Anladığım şu ki komik yazıları seviyoruz, eğlenceli fotoğraflar görmeyi tercih ediyoruz, basit şeyler yaşamak istiyoruz, yüreksiz hikâyelerin içinde olmaktan yanayız… Yaşadığımız kötü şeyleri de aynı böyle görmezden geliyoruz…
Renkli fotolara, çiçeklere böceklere, birbirini sevmese de “canım cicim” diyenlere itibar ediyoruz… İçi boş süslü yazıları, bağıra çağıra yönetenleri, egosu kendinden önce köşeyi dönenleri, kendinden başka kimseye saygısı olmayan kaba saba insanları bir halt sanıyoruz…
Uzun zamandır bu ülkenin insanlarında hastalık virüsü gibi “yok saymak” “rol yapmak” “yalakalık” “yılışıklık” “hadsizlik”
Söyleyeni sevmiyoruz, hatırlatandan rahatsız oluyoruz… Bunları duyduğumuzda, birileri bunları bize hatırlattığında yanımızdakine bakıp hiçbirini üstümüze alınmıyoruz…
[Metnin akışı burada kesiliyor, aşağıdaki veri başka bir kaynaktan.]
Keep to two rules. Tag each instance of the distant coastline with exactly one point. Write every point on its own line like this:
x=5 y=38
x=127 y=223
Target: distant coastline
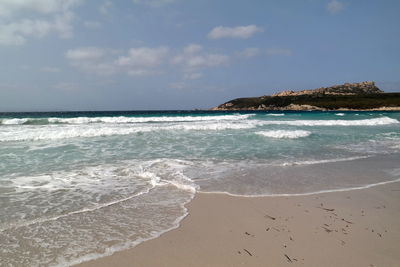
x=364 y=96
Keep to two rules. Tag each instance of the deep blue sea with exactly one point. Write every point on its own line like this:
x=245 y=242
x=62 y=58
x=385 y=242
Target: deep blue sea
x=76 y=186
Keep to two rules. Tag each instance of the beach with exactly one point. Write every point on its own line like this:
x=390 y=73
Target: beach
x=195 y=188
x=350 y=228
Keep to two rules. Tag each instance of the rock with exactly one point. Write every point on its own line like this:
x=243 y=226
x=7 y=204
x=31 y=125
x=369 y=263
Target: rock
x=344 y=89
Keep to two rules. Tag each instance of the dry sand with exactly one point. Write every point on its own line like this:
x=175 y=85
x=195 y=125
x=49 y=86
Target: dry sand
x=353 y=228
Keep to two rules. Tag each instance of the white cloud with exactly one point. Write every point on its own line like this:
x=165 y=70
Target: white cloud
x=249 y=52
x=241 y=32
x=335 y=6
x=10 y=7
x=154 y=3
x=279 y=52
x=85 y=53
x=16 y=33
x=50 y=69
x=91 y=24
x=67 y=87
x=105 y=7
x=46 y=16
x=143 y=57
x=192 y=57
x=137 y=61
x=192 y=76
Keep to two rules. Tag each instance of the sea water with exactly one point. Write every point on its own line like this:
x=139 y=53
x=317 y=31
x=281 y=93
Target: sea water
x=76 y=186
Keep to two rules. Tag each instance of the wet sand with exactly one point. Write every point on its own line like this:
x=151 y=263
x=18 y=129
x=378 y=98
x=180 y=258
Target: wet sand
x=353 y=228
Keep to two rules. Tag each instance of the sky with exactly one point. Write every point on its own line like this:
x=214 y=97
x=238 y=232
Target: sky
x=59 y=55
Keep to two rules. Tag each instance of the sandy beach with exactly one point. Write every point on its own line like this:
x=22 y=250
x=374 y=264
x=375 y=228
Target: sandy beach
x=351 y=228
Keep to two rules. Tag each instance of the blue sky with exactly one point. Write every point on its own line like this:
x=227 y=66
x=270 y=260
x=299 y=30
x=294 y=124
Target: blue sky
x=186 y=54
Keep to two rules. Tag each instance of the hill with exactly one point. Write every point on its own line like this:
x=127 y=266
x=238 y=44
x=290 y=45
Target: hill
x=349 y=96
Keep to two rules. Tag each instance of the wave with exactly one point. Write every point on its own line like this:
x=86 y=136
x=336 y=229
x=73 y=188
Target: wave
x=276 y=114
x=311 y=162
x=285 y=134
x=74 y=131
x=121 y=119
x=366 y=122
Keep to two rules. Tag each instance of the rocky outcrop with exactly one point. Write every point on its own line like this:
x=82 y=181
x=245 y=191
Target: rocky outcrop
x=343 y=89
x=348 y=96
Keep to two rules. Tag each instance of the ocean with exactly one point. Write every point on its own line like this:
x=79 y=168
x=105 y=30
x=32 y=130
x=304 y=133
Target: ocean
x=76 y=186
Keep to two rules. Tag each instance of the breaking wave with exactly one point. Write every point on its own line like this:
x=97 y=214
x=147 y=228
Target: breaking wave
x=366 y=122
x=122 y=119
x=285 y=134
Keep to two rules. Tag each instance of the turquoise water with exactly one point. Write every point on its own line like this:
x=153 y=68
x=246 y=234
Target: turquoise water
x=80 y=185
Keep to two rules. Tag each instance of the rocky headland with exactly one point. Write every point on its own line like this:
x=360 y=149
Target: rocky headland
x=348 y=96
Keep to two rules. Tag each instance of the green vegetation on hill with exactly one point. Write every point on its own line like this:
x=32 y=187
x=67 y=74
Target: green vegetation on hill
x=323 y=101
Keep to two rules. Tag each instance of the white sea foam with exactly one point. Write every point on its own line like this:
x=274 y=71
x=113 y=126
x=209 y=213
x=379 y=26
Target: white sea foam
x=276 y=114
x=14 y=121
x=311 y=162
x=56 y=132
x=366 y=122
x=123 y=119
x=285 y=134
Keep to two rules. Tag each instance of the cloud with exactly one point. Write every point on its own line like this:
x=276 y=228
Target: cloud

“Zaten dünya zor birde bunun için kasılmayayım” diyoruz…
Süslü laflarla, çiçek böcekle, görmezden gelmekle ve “mış” gibi yapmakla çözülecekse neden olmasın… Böyle yapınca dünya değişiyorsa “hani toplu iyi enerjilerle” bu iş hallolacaksa amenna… Nefes terapileri yapıp nefesimizi açmakla, doğru kelimeler kullanmaya çalışıp evreni kandırmaya çalışmakla bu durum düzelecekse hep birlikte “ohm” o zaman…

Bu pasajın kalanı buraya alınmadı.